No large RCTs comparing albumin solution to crystalloid solution in cardiac surgical patients have been conducted. Herein, we describe the final protocol (version 5, 3 September, 2018) for a randomized, parallel-group, double-blind study comparing 4% albumin solution to Ringer’s acetate solution in cardiac surgery with CPB. We hypothesize that CPB priming and intravascular volume replacement therapy using 4% albumin causes less major adverse events (MAE) than Ringer’s acetate solution.
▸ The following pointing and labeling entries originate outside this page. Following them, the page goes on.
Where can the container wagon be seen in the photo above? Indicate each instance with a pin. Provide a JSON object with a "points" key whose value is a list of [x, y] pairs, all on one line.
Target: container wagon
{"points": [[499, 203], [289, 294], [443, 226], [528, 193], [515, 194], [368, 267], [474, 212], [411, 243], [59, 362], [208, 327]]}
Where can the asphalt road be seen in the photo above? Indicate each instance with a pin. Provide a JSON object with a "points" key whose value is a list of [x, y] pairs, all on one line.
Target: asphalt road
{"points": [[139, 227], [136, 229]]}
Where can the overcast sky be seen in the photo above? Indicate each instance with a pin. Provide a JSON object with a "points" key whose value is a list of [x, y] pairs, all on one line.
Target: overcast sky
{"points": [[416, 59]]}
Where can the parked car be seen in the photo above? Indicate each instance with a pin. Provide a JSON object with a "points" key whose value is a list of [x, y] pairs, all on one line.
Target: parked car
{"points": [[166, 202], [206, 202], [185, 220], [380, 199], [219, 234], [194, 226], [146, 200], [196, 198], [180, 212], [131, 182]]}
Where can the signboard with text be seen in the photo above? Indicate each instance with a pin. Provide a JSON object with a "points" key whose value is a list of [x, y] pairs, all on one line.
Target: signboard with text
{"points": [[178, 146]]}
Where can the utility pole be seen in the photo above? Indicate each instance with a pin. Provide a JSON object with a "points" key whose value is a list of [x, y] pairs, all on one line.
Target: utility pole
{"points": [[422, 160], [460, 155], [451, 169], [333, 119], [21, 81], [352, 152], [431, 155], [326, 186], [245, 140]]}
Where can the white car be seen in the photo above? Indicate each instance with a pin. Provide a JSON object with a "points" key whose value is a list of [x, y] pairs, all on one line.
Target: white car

The article is written in accordance with the Standard Protocol Items: Recommendations for Interventional Trials (SPIRIT) guidelines. The SPIRIT checklist is provided as Additional file 1.

Patients

This study will be a double-blind, randomized, controlled trial in 1386 cardiac surgery patients scheduled for elective surgery or operated on during the index admission in Helsinki University Hospital, Helsinki, Finland. The patients will be allocated 1:1 into the two study groups.

Inclusion criteria

• Aged 18–90 years

• Primary or repeat open heart surgery procedures, either independently or in combinations

  • ▪ Coronary artery bypass grafting

  • ▪ Aortic valve replacement/repair

  • ▪ Mitral valve replacement/repair

  • ▪ Tricuspid valve replacement/repair

  • ▪ The maze procedure or its modifications

  • ▪ Aortic root or ascending aorta surgery when no hypothermic circulatory arrest is required

• Scheduled for elective surgery or operated on during the index admission

Exclusion criteria

• Immediate emergency surgery (i.e., no time for recruitment)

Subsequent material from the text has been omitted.